Search code examples
sqlsql-serverstring-agg

STRING_AGG() with duplicated values


I've found a lot of questions in here but none seems to resolve it. I do want to retrieve unique values with STRING_AGG() in SQL Server without using the keyword WITH.

This is my query:

SELECT DISTINCT 
    bld.Code AS building_code, 
    -- CONCAT(bld.Name, ' - via ', dir.Name) AS building_name,
    STRING_AGG(CAST(buildings.evaluation AS NVARCHAR(MAX)), ', ') AS [data] 
FROM
    Dealer de 
INNER JOIN 
    Road ro ON de.ID = ro.Dealer_ID  
INNER JOIN 
    Direction dir ON ro.ID = dir.Road_ID  
INNER JOIN 
    Building bld ON dir.ID = bld.Direction_ID  
INNER JOIN 
    BuildingType bt ON bld.BuildingType_ID = bt.ID  
INNER JOIN 
    StructuralUnit su ON bld.ID = su.Building_ID  
INNER JOIN 
    Span sp ON su.ID = sp.StructuralUnit_ID  
INNER JOIN 
    UnitElement ue ON sp.ID = ue.Span_ID  
INNER JOIN 
    (SELECT DISTINCT TOP 8 
         bld.Code AS building_code, 
         CONCAT(bld.Name, ' - via ', dir.Name) AS building_name,            
         dir.Name AS direction, 
         ROUND(AVG(ins.Evaluation), 2) AS evaluation, 
         YEAR(ig.Date) AS year      
     FROM  
         Building bld   
     INNER JOIN 
         Direction dir ON bld.Direction_ID = dir.ID     
     INNER JOIN 
         Road ro ON dir.Road_ID = ro.ID     
     INNER JOIN 
         Dealer de ON ro.Dealer_ID = de.ID  
     INNER JOIN 
         StructuralUnit su ON bld.ID = su.Building_ID   
     INNER JOIN 
         Span sp ON su.ID = sp.StructuralUnit_ID    
     INNER JOIN 
         UnitElement ue ON sp.ID = ue.Span_ID   
     INNER JOIN 
         Inspection ins ON ue.ID = ins.UnitElement_ID   
     INNER JOIN 
         InspectionGroup ig ON ig.ID = ins.InspectionGroup_ID   
     WHERE 
         ue.Status = 3      
         AND de.ID = 1      
         AND YEAR(ig.Date) IN (2021, 2020, 2019, 2018)      
         AND ig.InspectionTypeModel_ID <> 3     
     GROUP BY 
         bld.Code, bld.Name, dir.Name, YEAR(ig.Date)    
    ORDER BY 
         bld.Code, YEAR(ig.Date)) buildings ON buildings.building_code = bld.Code 
WHERE 
    ue.Status = 3   
    AND de.ID = 1  
GROUP BY 
    bld.Code --, bld.Name, dir.Name 
ORDER BY 
    bld.Code

The subquery (the one with the ROUND(AVG(ins.Evaluation), 2) AS evaluation) produces the correct distinct values:

enter image description here

But the full query doesn't work the way I though (with the DISTINCT and GROUP BY I though values would be unique, just 4 per row)
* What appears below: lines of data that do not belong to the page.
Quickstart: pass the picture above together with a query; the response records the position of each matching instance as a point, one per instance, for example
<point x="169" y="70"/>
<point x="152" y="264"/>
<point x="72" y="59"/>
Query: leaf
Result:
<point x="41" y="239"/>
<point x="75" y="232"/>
enter image description here

My desired results would be like this (don't mind the 3 dots at the end, I just resized the screen to show you only 4 values, that's how it's supposed to be)

enter image description here

Any suggestion, without using WITH?


Solution

  • Your main issue is that you are cross joining to your subquery. Your subquery has 4 rows for each building code, but you are only joining on code, therefore for every row in your outer query, you are returning 4 extra rows because of the subquery. If your data varies this could go up to as many as 8 (because of the TOP 8 in the subquery, without this there's more or less no limit to the duplication).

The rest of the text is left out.